А потом она выросла…
— Мы так долго оставались друзьями, — промолвила она. — Разве нельзя…
— Назад мы не вернемся, — прервал ее Блейз. — Мы не дети.
— Ну а в качестве взрослых разве мы не можем все забыть? Ради наших семей, если уж нет других причин?
Он, казалось, задумался над ее словами. Глядя в сторону, Блейз маневрировал среди танцующих, отыскивая зазор. Когда он снова встретился с ней глазами, они словно подернулись тонкой дымкой вуали.
— Конечно. Могу пообещать, что буду держать руки подальше от тебя.
Он говорил, а сам не отрываясь смотрел на нее. В его голосе слышалось что-то вяжущее и тревожащее. Сорель беспокоили и ранили интонации его голоса.
Музыка прекратилась, и Блейз выпустил ее из рук.
— Спасибо, — поблагодарила она.
Он наклонил голову, и Сорель постаралась не заметить в его жесте иронии.
— Я провожу тебя к столу.
Больше он к ней не прикасался. Когда они подошли к столу и Сорель взяла бокал, протянутый предыдущим кавалером, Блейз обменялся приветствиями с ее родителями, которые уже сидели за столом.
— Сорель говорит, что, возможно, останется здесь жить, — небрежно оповестил он их, — если найдет работу в Веллингтоне.
Мать удивленно посмотрела на нее.
— Нам ты ничего не сказала!
— Я еще не решила, — быстро ответила Сорель.
— Вот и правильно, — с одобрением закивала Рода. — Пора возвращаться домой.
— Самое время, — поддержал ее Айен. — Хорошо, что наш ребенок опять будет дома.
Бесполезно обращать внимание на слово «ребенок». Она у них единственная и для отца всегда останется ребенком.
— Извини, если я выпустил кота из мешка, — произнес Блейз.
— Неважно, я все равно рассказала бы им, — пожала плечами Сорель.

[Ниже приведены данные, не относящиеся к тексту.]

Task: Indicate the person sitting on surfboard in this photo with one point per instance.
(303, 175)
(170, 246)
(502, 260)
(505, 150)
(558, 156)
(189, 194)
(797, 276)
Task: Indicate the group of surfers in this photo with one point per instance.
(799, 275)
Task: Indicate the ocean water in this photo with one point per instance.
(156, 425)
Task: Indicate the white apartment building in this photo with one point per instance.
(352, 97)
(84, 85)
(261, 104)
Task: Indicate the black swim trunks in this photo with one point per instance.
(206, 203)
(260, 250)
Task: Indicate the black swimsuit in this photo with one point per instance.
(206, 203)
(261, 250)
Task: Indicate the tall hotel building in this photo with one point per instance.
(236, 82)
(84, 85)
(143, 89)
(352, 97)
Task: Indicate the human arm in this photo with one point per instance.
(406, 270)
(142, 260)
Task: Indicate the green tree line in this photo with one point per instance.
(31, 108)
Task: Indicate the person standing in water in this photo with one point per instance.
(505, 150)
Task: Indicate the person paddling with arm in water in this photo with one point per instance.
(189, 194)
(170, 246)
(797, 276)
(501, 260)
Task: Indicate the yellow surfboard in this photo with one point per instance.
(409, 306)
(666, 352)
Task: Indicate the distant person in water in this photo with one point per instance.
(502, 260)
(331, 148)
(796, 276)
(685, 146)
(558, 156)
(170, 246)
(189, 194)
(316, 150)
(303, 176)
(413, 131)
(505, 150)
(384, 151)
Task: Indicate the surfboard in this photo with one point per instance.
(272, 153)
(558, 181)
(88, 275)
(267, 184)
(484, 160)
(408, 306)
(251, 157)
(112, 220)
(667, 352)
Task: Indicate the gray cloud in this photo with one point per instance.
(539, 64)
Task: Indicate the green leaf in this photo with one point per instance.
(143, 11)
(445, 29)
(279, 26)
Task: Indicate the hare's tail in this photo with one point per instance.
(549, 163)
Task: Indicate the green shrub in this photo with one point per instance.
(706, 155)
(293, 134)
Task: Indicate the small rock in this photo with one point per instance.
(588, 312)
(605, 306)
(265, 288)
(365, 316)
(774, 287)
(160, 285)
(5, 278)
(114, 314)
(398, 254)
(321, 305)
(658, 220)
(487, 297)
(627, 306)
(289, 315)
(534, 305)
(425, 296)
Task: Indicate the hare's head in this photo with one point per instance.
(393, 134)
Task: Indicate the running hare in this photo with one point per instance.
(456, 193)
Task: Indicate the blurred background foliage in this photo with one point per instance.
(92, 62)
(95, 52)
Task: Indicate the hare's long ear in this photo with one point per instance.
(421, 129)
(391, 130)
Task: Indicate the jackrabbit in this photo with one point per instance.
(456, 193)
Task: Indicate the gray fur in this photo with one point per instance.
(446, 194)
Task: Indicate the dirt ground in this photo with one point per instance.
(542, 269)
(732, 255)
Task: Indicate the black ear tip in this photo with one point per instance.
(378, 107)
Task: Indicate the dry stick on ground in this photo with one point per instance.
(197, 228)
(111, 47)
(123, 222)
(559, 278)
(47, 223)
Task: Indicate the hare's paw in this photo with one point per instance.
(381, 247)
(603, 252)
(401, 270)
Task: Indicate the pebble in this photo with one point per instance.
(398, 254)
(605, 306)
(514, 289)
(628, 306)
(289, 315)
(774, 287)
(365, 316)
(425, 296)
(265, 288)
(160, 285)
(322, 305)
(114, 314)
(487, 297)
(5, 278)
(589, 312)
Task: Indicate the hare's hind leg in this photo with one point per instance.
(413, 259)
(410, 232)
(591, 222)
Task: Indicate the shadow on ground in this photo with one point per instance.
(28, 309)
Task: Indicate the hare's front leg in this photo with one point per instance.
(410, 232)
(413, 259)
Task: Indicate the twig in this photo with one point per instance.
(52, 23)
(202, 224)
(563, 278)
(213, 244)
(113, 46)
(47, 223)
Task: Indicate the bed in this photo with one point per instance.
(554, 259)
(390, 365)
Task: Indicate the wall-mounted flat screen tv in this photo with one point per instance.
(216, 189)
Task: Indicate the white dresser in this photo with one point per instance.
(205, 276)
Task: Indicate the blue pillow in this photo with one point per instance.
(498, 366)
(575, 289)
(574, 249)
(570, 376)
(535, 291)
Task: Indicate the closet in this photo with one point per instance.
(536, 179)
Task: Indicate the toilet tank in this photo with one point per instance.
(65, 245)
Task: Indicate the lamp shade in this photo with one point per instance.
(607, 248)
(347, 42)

Блейз еще немного поболтал с Родой и Айеном и вернулся к своему столу, где Чери сидела, подавшись вперед к компании напротив, и слушала какую-то веселую историю. При появлении Блейза она повернулась к нему, просияла, протянула руку. Блейз взял ее и сел рядом.
Сорель отвела разочарованный взгляд.
Жених и невеста опять пошли танцевать, прижимаясь друг к другу. Глядя на безмятежно-счастливое лицо Елены, Сорель почувствовала, как к горлу подступает ком. Ее охватила жгучая зависть. Кузина была в том же возрасте, в котором Сорель когда-то собиралась вступить в брак, — двадцать один год. К тому же Елена знала своего мужа до свадьбы всего девять месяцев, но уверена в правильности своего решения. Сорель не понимала, как можно влюбиться в незнакомого мужчину и быть уверенной, что хочешь провести с ним всю жизнь.